From the American Scene: The Uptown Social Club
Every Friday the New York Post carries at least fifty advertisements inviting single people under and over twenty-eight years of age to public dances held in hotels and Jewish centers all over town. Ostensibly addressed to the public at large, these advertisements are aimed, in fact, at Jewish readers of the Post. There are, to be sure, a handful of non-Jewish organizations, such as the Knights of Columbus, that also advertise their dances and affairs in the daily newspapers, but their ads are small and few, tucked away on a back page of the Daily News.
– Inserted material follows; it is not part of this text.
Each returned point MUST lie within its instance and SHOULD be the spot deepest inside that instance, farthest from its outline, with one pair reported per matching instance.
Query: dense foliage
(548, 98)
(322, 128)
The advertisements in the Post are many and large. In a good number the affiliation is self-evident: either the location or the sponsorship of the dance proclaims it. In one Friday issue of the Post, for instance, public dances were advertised to be held on the premises of the Ocean Avenue Jewish Center, the Rego Park Jewish Center, the Hillcrest Jewish Center, Temple Adath Israel, and similar places—fifteen in all. There were also dances sponsored by the National Fraternal Zionists, the Young Israel of the Concourse, B’nai B’rith, and numerous other Jewish organizations. Dances under commercial sponsorship are identified as to Jewish character indirectly, the favorite device being a menorah placed somewhere in the ad. Thus an ad for a dance at the Hotel Biltmore, featuring the band of Tito Puente—“in person all eve, or money refunded”—carried a single menorah at bottom center, that for a dance at the Hotel McAlpin showed two, one in each upper corner. On Jewish holidays the Post blossoms forth with announcements of Purim, Chanukah, Passover, and even pre-Passover and pre-Purim dances.